Ein Chedi in Andermatt? Als ich erstmals davon hörte, glaubte ich an eine Falschmeldung oder einen schlechten Witz. Denn wer die Chedis auf Bali und das Chedi Muscat im Oman kennt, weiss: Chedis sind keine Hotels im herkömmlichen Sinn, sondern atemberaubend raffinierte Gesamtkunstwerke, in denen ein unvergleichlicher Lebensstil gepflegt wird. Von der Servicekultur ganz zu schweigen. Im Chedi Muscat etwa ist die Stimmung nach Sonnenuntergang so friedlich wie zu Beginn der Schöpfungsgeschichte.

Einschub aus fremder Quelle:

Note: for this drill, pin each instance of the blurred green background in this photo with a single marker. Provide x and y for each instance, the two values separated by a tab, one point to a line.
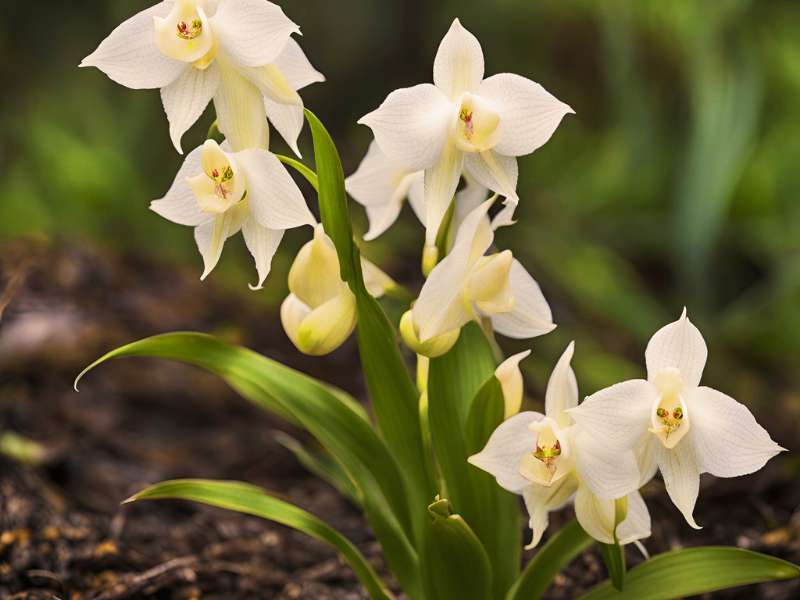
675	184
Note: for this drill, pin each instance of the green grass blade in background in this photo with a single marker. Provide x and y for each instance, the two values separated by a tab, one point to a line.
394	397
455	563
249	499
454	380
560	550
694	571
614	559
340	428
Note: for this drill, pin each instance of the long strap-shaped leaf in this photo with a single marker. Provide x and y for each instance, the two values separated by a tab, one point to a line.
252	500
394	396
556	554
694	571
334	421
455	382
456	565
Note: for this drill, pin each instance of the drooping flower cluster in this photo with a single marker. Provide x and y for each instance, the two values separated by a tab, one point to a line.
240	55
602	451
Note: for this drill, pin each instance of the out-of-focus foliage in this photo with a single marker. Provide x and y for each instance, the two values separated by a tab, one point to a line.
674	184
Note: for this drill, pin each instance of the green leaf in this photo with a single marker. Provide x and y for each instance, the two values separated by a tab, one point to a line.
693	571
555	555
454	380
305	171
614	554
252	500
485	415
454	561
394	396
333	418
614	559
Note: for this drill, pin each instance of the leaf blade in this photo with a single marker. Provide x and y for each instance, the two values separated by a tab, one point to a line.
692	571
554	556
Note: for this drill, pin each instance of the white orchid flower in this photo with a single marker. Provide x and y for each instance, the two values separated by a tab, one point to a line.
464	123
548	459
381	185
219	193
319	313
469	285
673	423
237	52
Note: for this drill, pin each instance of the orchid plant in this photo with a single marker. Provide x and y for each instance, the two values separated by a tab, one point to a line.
438	471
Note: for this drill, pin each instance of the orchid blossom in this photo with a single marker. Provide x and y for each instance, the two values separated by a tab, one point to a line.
319	313
237	52
675	424
547	459
469	285
219	193
464	123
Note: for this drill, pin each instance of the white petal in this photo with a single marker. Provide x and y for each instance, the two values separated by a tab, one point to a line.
679	345
636	525
609	473
619	415
458	66
596	515
562	389
416	195
287	119
509	375
540	500
252	32
529	115
210	237
241	113
530	316
129	54
646	452
440	308
296	67
492	170
441	182
727	439
275	199
186	98
262	244
467	200
681	477
504	451
381	186
411	125
179	205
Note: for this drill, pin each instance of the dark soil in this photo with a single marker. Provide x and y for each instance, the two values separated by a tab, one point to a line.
63	532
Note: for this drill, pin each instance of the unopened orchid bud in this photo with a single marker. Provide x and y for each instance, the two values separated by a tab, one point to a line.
510	378
433	347
320	312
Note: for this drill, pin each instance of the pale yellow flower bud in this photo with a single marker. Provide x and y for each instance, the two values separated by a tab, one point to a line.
436	346
510	378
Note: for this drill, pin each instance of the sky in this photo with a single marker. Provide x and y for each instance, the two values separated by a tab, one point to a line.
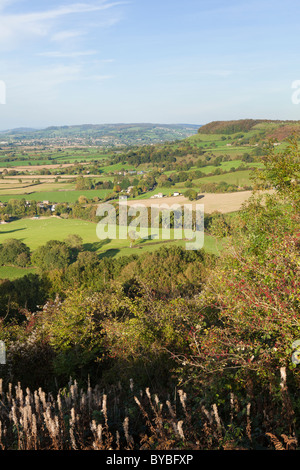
64	62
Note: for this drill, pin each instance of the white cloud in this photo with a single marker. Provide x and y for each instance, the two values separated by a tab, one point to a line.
17	27
60	54
62	36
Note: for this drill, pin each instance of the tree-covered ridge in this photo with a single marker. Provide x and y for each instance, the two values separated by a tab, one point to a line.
222	329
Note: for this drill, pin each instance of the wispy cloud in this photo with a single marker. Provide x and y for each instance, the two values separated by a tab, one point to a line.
63	36
63	55
19	26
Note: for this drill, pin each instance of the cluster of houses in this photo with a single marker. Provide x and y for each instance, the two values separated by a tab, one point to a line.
160	195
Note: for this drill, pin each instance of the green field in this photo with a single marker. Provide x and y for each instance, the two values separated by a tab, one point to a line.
37	232
11	272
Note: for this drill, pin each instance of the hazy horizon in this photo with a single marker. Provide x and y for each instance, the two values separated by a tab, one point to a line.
111	62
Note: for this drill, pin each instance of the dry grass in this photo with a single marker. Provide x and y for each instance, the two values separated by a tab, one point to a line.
75	419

Rückkehr nach über 40 Jahren
Doch das Ganze war weder ein Fake noch ein Witz, und so lockte mich The Chedi tatsächlich wieder nach Andermatt. Erstmals nach über 40 Jahren. Und weil ich schon mal oben war, fuhr ich auch noch durchs Dorf. Den Schlüssel, den Löwen und die Bergidylle, wo wir uns aus Langeweile des Öfteren ins Elend gesoffen hatten, fand ich nicht mehr. Dafür hatten sich ein paar kleine Hotels, die ich als Bruchbuden in Erinnerung hatte, ganz schön herausgeputzt. Wo einst das Restaurant Alte Apotheke stand, entdeckte ich mit dem River House gar ein schmuckes neues Boutique-Hotel. Und der Bären hatte es gar in die Gourmetführer geschafft. Nichts, aber auch gar nichts erinnerte an das trostlose Nest von einst.
Die Zahl jener, die beim Thema Andermatt noch immer die Hände verwerfen, ist in den vergangenen Jahren denn auch massiv geschrumpft. Übrig geblieben sind meist Männer im fortgeschrittenen Alter, die dort zu den tristesten Jahreszeiten missmutig ihren militärischen Pflichten nachkamen. Sie wollten den Ort nie mehr sehen und waren auch nie wieder oben. Ihr Urteil über Andermatt ist entsprechend militärgeschädigt. Verständlicherweise. Meines war’s ja auch.